Jugamos, nadamos, reímos y gozamos durante un par de horas. Yo trataba de racionalizar la situación: ¿Otra dimensión? ¿Un deseo de la mente? ¿Un guiño del destino? ¿La antesala de la locura? ¿Un mundo paralelo? Díganme: ¿qué hubiesen pensado ustedes? Disfruté del momento y esperé.
La ficción o la realidad iban haciéndose cada vez más sólidas, todo el mundo había rejuvenecido y el paseo y los edificios tenían la estructura del tiempo en el que estábamos. Busqué explicaciones a lo inexplicable. Si tal vez era una fantasía, ¿por qué no podían ser ilusión o ensueño los últimos treinta años?

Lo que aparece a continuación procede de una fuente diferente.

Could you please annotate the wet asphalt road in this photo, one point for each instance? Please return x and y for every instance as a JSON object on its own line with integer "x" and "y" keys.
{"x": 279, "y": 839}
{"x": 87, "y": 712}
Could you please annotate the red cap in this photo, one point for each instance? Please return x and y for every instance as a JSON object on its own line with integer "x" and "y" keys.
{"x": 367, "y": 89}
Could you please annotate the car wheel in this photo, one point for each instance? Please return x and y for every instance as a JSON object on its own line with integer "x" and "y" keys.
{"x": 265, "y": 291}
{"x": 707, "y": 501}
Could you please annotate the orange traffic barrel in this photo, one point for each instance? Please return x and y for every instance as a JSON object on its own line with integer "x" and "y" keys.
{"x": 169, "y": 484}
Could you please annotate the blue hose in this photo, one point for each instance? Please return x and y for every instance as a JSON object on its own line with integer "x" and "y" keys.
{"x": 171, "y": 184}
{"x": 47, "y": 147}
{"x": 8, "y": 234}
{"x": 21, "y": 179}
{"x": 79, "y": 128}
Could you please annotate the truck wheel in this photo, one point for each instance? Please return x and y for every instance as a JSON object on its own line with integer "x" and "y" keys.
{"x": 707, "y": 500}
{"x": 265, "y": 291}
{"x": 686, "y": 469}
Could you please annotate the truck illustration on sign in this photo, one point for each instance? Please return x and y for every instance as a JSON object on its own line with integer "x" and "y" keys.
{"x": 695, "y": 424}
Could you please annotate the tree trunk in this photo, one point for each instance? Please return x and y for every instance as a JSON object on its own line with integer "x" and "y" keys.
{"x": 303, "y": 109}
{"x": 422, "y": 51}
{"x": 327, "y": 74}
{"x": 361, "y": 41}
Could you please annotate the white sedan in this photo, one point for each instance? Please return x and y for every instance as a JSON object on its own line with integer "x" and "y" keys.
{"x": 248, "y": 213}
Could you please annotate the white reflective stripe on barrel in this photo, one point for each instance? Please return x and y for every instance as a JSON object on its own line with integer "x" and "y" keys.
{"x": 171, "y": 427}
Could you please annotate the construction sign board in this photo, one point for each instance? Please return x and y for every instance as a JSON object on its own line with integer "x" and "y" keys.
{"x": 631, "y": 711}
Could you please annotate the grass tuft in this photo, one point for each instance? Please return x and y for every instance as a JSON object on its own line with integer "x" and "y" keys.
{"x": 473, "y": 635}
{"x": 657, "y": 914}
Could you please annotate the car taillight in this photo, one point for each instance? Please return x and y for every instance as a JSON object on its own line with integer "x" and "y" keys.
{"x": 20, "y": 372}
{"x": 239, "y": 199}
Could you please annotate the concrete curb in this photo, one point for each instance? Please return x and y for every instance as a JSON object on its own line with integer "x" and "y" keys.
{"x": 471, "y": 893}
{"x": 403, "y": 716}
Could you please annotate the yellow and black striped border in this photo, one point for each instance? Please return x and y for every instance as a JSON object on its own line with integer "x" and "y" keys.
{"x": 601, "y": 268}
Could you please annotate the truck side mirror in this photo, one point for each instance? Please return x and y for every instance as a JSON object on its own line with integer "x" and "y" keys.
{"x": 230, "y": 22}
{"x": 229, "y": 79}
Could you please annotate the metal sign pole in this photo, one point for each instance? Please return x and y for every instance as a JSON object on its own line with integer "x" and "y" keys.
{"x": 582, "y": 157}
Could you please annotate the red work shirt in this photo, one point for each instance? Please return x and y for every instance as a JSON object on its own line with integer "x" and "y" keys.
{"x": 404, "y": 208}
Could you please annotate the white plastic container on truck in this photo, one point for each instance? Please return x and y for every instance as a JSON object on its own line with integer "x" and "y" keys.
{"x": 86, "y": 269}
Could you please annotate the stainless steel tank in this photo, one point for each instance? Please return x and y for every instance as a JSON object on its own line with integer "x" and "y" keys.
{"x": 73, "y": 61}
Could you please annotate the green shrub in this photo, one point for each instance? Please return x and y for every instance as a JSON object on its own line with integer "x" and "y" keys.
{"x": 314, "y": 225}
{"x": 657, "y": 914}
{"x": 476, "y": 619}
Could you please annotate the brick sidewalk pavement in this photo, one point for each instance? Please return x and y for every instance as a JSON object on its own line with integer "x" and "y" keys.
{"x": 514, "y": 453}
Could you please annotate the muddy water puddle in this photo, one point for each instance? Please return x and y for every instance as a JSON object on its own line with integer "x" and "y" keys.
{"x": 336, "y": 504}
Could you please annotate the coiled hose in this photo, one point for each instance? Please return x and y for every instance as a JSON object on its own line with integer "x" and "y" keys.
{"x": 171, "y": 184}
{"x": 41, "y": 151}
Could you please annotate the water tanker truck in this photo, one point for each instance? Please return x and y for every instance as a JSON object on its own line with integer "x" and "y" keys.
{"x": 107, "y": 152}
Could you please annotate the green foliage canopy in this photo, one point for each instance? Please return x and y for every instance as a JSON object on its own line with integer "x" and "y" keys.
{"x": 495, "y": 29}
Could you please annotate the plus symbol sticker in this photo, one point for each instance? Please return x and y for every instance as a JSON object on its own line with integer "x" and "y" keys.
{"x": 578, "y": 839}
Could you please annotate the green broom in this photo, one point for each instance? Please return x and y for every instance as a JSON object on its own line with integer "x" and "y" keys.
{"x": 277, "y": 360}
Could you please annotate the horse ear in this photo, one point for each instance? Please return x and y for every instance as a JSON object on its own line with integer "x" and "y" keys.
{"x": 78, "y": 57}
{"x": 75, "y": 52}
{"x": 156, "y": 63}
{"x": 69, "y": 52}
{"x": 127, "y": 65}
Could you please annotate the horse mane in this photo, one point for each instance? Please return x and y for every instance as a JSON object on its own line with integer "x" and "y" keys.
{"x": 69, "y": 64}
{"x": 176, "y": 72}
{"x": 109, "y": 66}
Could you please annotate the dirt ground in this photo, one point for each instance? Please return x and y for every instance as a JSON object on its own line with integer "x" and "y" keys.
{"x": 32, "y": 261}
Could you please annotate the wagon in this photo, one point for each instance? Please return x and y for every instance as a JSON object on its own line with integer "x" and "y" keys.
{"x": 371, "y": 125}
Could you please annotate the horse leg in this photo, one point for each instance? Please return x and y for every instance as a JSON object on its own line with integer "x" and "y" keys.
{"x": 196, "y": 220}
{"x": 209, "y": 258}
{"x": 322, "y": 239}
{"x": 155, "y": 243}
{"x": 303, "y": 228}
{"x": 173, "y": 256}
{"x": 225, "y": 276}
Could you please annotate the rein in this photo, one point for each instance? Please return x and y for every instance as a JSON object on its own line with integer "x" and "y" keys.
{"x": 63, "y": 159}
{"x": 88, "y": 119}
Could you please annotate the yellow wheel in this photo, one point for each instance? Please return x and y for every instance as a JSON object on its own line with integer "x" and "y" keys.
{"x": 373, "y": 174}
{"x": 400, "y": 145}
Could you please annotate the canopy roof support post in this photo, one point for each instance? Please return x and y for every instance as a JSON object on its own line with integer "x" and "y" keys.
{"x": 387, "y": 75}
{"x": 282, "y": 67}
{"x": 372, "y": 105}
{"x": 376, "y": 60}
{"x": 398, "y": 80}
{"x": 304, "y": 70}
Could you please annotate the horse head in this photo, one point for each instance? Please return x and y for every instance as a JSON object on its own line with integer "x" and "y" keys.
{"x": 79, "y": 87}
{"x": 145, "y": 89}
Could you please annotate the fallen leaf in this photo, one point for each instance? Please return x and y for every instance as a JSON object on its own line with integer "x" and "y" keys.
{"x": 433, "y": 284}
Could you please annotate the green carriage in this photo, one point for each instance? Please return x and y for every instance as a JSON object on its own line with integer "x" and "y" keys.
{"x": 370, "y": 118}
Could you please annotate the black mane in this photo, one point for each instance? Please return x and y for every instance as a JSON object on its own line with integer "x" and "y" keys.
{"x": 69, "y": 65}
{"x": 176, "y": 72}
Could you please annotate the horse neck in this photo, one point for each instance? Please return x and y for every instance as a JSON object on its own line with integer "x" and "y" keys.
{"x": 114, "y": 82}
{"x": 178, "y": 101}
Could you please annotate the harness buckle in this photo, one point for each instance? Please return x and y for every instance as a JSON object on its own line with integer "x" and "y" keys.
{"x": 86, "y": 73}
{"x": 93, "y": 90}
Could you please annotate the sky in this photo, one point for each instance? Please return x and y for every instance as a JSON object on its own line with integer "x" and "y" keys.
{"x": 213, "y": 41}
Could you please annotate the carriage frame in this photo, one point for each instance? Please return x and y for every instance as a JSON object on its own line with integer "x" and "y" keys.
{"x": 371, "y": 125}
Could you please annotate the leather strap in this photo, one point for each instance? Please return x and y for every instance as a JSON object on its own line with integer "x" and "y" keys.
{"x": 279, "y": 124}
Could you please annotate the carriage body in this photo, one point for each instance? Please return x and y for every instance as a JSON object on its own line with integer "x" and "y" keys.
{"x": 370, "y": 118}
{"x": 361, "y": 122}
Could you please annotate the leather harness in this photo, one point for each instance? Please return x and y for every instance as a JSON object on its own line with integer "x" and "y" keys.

La pequeña lanzó una sugerencia que fue aplaudida por su hermana. “¿Volvemos a casa?”, preguntó y me miraron interrogantes. ¡Volver a casa, regresar al pasado e iniciar de nuevo un caminar de momentos felices, de algunas amarguras, de un amor roto, de triunfos personales a costa de restar tiempo a la vida! Ellas tomaron ventaja camino del paseo. Me detuve a valorar la remota posibilidad de que al dejar la playa el espejismo continuara y volviera a vivir aquellos treinta años. Podría corregir errores, hacer las cosas mejor, prever los momentos difíciles y disfrutar plenamente de los felices. Sin embargo podía salir todo peor. Si el tiempo se repite con los mismos actores y las mismas circunstancias se revive lo existido, si por el contrario, tratamos de cambiar lo vivido o tal vez, lo imaginado – ya nada parecía seguro – todo sería distinto. O tenía que repetir lo vivido o tenía que arriesgarme y con ello hacer peligrar los logros, correr el riesgo de no encontrar a esos mismos amigos que llenan la vida. Jugarme a una carta el volver a amar intensamente. Me miré las manos y eché de menos las huellas del tiempo, las caricias dadas y los abrazos de aquellos años. Dejé que llegaran al paseo y levanté la mano. El sol, lentamente, volvía a reinventar de nuevo el día; las siluetas de las barcas se materializaban en el horizonte. “Hasta luego, les dije” desde la playa. Sus caritas mudaron en sorpresa, no entendían; pero yo, sí. ¿Qué hubiesen hecho ustedes? No les pregunto en mi lugar, les cuestiono por el suyo.
Podría decirles que fue un sueño, una ilusión, un desvarío. Pero les aseguro que fue tan real o tan ficticio como este momento. ¿Me leen o me leyeron? En todo caso lo he contado, a riesgo de que crean que no estoy en mis cabales; porque, mañana, cuando les pase a Uds., tengan la decisión tomada y meditada.